自家感作性皮膚炎を合併した掌蹠膿疱症
【症例】
53歳 女性
【主訴】
手掌と足底の膿胞性病変と全身に及ぶ湿疹
【家族歴】
特記すべきことなし
【既往歴】
特記すべきことなし
【現病歴】
約15年前より手湿疹があった。5年前から夏期は全身に湿疹が出るようになった。平成19年はリンデロン錠(0.5mg)3錠服用して治ったかに見えたが効果は服薬中のみで減量するとまた増悪した。漢方治療を求めて平成20年9月12日当院に来院した。喫煙0本/日。
【現症】
身長163.7cm、体重63.6kg、血圧128/79mmHg、喫煙歴なし、便通1回/1日、排尿昼5-6回、夜間0回、睡眠不良、食欲良好、口渇(++)、汗首から上に多い、寝汗(-)、めまい(-)、立ち眩み(-)、耳鳴り(-)、吐き気(-)、顔の火照り(+)、足の冷え(±)、肩凝り(-)、痛み(-)、かゆみ(++)、脈博76/分、脈候沈・太さ中・強さ中、腹力軟、悸動(-)、苦満(-)、痞硬(-)、攣急(-)、お血(-)、臍下不仁(-)、胃内停水(-)
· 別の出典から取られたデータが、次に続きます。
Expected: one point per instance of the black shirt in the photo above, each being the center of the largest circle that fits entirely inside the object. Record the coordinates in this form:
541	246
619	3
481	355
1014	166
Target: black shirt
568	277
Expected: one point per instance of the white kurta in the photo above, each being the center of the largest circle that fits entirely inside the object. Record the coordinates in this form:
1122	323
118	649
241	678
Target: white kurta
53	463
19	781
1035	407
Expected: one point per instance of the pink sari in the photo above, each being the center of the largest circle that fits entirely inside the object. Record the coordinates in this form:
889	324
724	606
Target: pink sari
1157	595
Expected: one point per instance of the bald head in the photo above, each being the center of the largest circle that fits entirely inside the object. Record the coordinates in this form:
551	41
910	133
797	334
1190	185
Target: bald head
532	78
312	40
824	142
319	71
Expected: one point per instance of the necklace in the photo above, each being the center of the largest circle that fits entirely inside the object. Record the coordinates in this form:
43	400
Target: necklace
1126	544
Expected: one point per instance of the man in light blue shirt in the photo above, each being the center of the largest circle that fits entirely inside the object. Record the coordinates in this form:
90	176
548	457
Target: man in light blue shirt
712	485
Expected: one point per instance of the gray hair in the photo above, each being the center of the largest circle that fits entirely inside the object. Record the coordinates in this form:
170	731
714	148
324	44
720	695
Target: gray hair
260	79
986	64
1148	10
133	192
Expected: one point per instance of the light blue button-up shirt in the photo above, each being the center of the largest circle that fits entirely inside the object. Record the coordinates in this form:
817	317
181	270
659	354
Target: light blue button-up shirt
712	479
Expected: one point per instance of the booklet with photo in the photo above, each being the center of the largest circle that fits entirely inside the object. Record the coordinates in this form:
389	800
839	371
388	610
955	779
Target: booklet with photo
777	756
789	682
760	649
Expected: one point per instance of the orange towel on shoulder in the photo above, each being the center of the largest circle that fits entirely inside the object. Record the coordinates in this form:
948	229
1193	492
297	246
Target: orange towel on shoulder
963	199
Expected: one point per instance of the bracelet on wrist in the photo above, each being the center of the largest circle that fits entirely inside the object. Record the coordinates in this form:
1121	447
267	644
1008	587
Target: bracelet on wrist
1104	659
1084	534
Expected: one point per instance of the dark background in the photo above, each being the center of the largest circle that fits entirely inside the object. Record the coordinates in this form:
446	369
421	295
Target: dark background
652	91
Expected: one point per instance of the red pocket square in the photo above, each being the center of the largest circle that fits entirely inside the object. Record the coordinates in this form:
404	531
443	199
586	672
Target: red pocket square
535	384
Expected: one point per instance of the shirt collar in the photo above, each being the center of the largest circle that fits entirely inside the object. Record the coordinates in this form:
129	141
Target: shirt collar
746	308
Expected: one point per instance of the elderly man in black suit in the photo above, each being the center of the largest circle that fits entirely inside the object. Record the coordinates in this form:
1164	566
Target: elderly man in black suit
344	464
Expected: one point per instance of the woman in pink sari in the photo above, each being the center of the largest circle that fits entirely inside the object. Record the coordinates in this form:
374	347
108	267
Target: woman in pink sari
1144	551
手掌と足底に膿疱と落屑、紅斑を伴う掌蹠膿疱症に特徴的な湿疹を認めたるのみならず、全身に点状から斑状の湿疹を認めた。汎発性湿疹の状態だが、自家感作性皮膚炎とも見えるような所見であった。
【アレルギー関連の検査結果】
IgE RIST 174IU/ml、WBC 8200 (Eosino 13.9%)
【経過】
全身性の湿疹であったので、桂枝湯ではなく、白虎加人参湯と防已黄耆湯を選定し、適宜紫雲膏、ステロイド軟膏、プロトピック軟膏を併用した。2週間後に来院していうには漢方薬を服用してわずか3、4日すると全身の赤みがとれてきたそうである。診察すると確かに全身の紅斑がとれていた。以後は増悪することもなく順調に手掌と足底の病変、全身の湿疹が改善していった。7ヶ月後には手掌足底病変だけでなく全身の湿疹もほとんど消失した。今は治療を開始して10ヶ月あまりになる。毎年夏期には増悪する傾向があり、やはり6月頃より一過性の増悪が見られている。しかし、黄連解毒湯の追加投与により軽快し、昨年よりは楽に過ごせている。初診時と7ヶ月後の写真を供覧する。
夏は昨年よりは数段増悪が少なく、冬になり元の良い状態に復した。